Mark Konezny-USA TODAY Sports

When Syracuse Orange tight end Gabe Horan was announced as medically disqualified due to concussions, the initial reaction was that his concussion history must have been worse than anyone knew.

That reaction might be a little different after today’s story from Nate Mink on Syracuse.com. It seems as though Horan and his family felt that his recovery went well enough that a December meeting with Syracuse medical staff would not be the time when his Orange career would be declared to be over.

“We didn’t even know that was what the subject was going to be,” Horan’s mother Angela said. “I feel blindsided, but it is what it is.”

After receiving the news, Horan and his family sought a second independent opinion which still wasn’t enough to change Syracuse’s decision. This is when the situations get very difficult as we’ve seen previously with players like AJ Long and Steven Clark. Privacy concerns keep Syracuse from going into detail of the student’s situation so it’s hard to present both sides. I feel for the athletes in these situations because it’s devastating to learn that your career is over especially when you feel fine.

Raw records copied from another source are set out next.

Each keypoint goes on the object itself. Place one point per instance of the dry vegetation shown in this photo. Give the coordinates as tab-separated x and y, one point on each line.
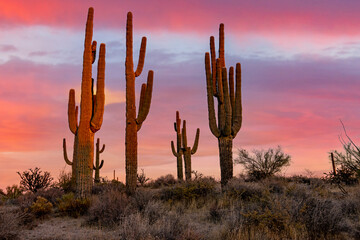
275	208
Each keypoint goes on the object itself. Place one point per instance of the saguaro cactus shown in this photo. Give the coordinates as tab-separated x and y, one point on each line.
73	163
178	152
98	165
188	151
91	112
133	123
229	103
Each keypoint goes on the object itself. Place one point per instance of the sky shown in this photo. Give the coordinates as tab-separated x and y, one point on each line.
300	76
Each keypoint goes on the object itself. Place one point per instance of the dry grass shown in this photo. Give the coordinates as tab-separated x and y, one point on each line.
278	208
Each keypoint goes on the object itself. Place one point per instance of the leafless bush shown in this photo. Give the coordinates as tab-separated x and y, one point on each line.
263	163
34	180
141	198
141	178
9	223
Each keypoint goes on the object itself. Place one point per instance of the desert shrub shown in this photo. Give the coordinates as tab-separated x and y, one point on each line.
343	176
169	227
71	206
263	163
9	223
33	180
113	185
238	189
12	194
154	210
50	194
189	191
162	181
41	207
274	221
141	198
64	181
108	208
323	218
141	178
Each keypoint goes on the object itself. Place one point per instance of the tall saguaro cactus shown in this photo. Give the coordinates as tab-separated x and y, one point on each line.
91	112
188	151
178	152
183	149
229	103
98	165
133	122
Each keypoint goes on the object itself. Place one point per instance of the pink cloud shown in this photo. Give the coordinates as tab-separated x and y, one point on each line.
188	16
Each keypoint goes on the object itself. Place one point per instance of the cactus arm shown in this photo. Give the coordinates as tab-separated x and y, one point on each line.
72	112
97	119
93	50
65	153
222	45
227	105
177	123
196	142
142	98
173	149
219	81
237	117
210	99
143	112
213	64
102	149
86	84
141	57
231	88
184	137
101	164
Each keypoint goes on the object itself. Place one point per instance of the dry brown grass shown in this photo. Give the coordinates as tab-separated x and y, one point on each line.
278	208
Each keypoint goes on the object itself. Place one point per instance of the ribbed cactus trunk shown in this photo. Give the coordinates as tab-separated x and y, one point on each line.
229	103
133	123
188	151
91	112
98	165
71	163
178	152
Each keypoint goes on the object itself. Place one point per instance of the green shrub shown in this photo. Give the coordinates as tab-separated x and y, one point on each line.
34	180
108	208
65	182
162	181
41	207
71	206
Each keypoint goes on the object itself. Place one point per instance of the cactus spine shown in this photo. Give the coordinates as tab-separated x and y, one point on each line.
229	103
98	165
178	152
188	151
133	123
91	112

NCAA Football: Central Michigan at Syracuse Rich Barnes-USA TODAY Sports

As I returned for my fifth year on the SU cross-country team I was told during my physical that the doctor detected a heart murmur and wouldn’t clear me that day. I was in the best physical shape of my life and about to embark on my final year and the news hit hard. My situation was different in that a few days later I underwent a more in-depth evaluation and was cleared to participate, but the possibility of having your career ended prematurely is one you don’t want to experience.

Let me be clear that I don’t feel like the Horans are blaming Syracuse for the decision here, but I think the process could be handled a little differently — and not just at SU. It would be helpful to know that these decisions are not made by one individual especially when one side reveals that other opinions provide a different diagnosis. It would be helpful if the NCAA and its member schools established a policy where any student must be cleared by a panel of indpendent specialists before they can be cleared to compete at a new school.

In addition to increased liability for Syracuse, they should be the ones looking out for the long-term interests of the students. That isn’t for debate despite our desire as fans to see winning programs. Injuries can’t be controlled but we also can’t have situations where athletes are unnecessarily exposed to additional risks. In the end you want students to feel they were given the correct amount of consideration in these cases and that all schools are doing what is in the best interests of the students participating for them.